In the waveform synthesizing unit 3 shown in FIG. 2, the pitch period obtained by the analysis is T1, and the amplitudes of the sine waveform component and the cosine waveform component of the n-th harmonic are A (T ₁ /
n) and B (T ₁ / n), a composite waveform H (m, T ₁ ) is obtained by the operation of (Equation 5). Further, in the waveform subtracting section 4 in FIG. 2, when the input waveform data is W (m), the residual waveform R (m, T ₁ ) is obtained by the following equation.

(Equation 10)

FIG. 3 is a block diagram of an embodiment in which the present invention is used for band compression of a music signal. In this embodiment, a plurality of harmonic waveform components are generally detected from waveform data by repeating the operation of detecting the harmonic waveform components 1 to 4 in FIG. 2, and the harmonic waveform components are again detected from the residual waveform. Is detected. That is, the comparison control unit 5 in FIG. 3 stores the input residual waveform in the storage unit 1 and detects and removes the harmonic waveform component again, and compares the residual waveform with the previous residual waveform data. If the change is small (when the power ratio of the residual waveform is close to 1), it is determined that all the harmonic waveform components have been detected, the previous residual waveform is output to the output terminal c, and the 1 storage unit is stored. Issue a command to input new waveform data. Since a music signal generally contains sounds of a plurality of pitches, band compression (low bit rate transmission) becomes possible by detecting a plurality of harmonic waveform components and transmitting the waveform parameters and the residual waveform.

[0013]

According to the present invention, the pitch period of the harmonic waveform included in the waveform data can be detected using the short waveform data, and the harmonic waveform component can be specified.
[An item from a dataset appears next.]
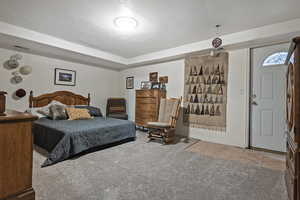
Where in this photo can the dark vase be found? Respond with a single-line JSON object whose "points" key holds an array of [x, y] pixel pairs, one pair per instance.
{"points": [[2, 103]]}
It can be used for period detection and detection of harmonic waveform components. By expressing a harmonic waveform by waveform parameters, there is an effect that a low bit rate transmission (band compression) of an audio signal or a music signal becomes possible.

[Brief description of the drawings]

FIG. 1 is a diagram showing an analysis result of a harmonic waveform according to the present invention. (A) is a harmonic waveform W (m), (b) is an analytically synthesized waveform of W (m) (m ≦ 512) and extrapolated waveform (m> 512),
(C) is a waveform obtained by performing an inverse Fourier transform (IFFT) on the analysis result of W (m) by FFT, and (d), (e), and (f) are spectra of waveforms (a), (b), and (c), respectively. It is shown.

FIG. 2 is a block diagram of an embodiment in which the present invention is used for band compression of an audio signal.

FIG. 3 is a block diagram of an embodiment in which the present invention is used for band compression of a music signal.

[Explanation of symbols]

 Reference Signs List 1 storage unit 2 waveform analysis unit 3 waveform synthesis unit 4 waveform subtraction unit 5 comparison control unit a waveform data input terminal b waveform parameter output terminal c residual waveform output terminal

Claims (1)

[Claims] 1. Using at least values obtained by multiplying waveform data by a sine waveform and a cosine waveform having a period T / n and adding them over a section length rT, where n and r are arbitrary integers and T is a period, From the waveform data, the amplitudes of the sine waveform component and the cosine waveform component are converted to the integer n
, And a cycle in which the sum of the squares of the amplitude becomes a maximum when the cycle T is a variable is detected as a pitch cycle, or the pitch cycle and 1 / n of the pitch cycle are detected. A method for detecting a harmonic waveform component present in waveform data, wherein a harmonic waveform included in the waveform data is specified using amplitudes of a sine waveform component and a cosine waveform component.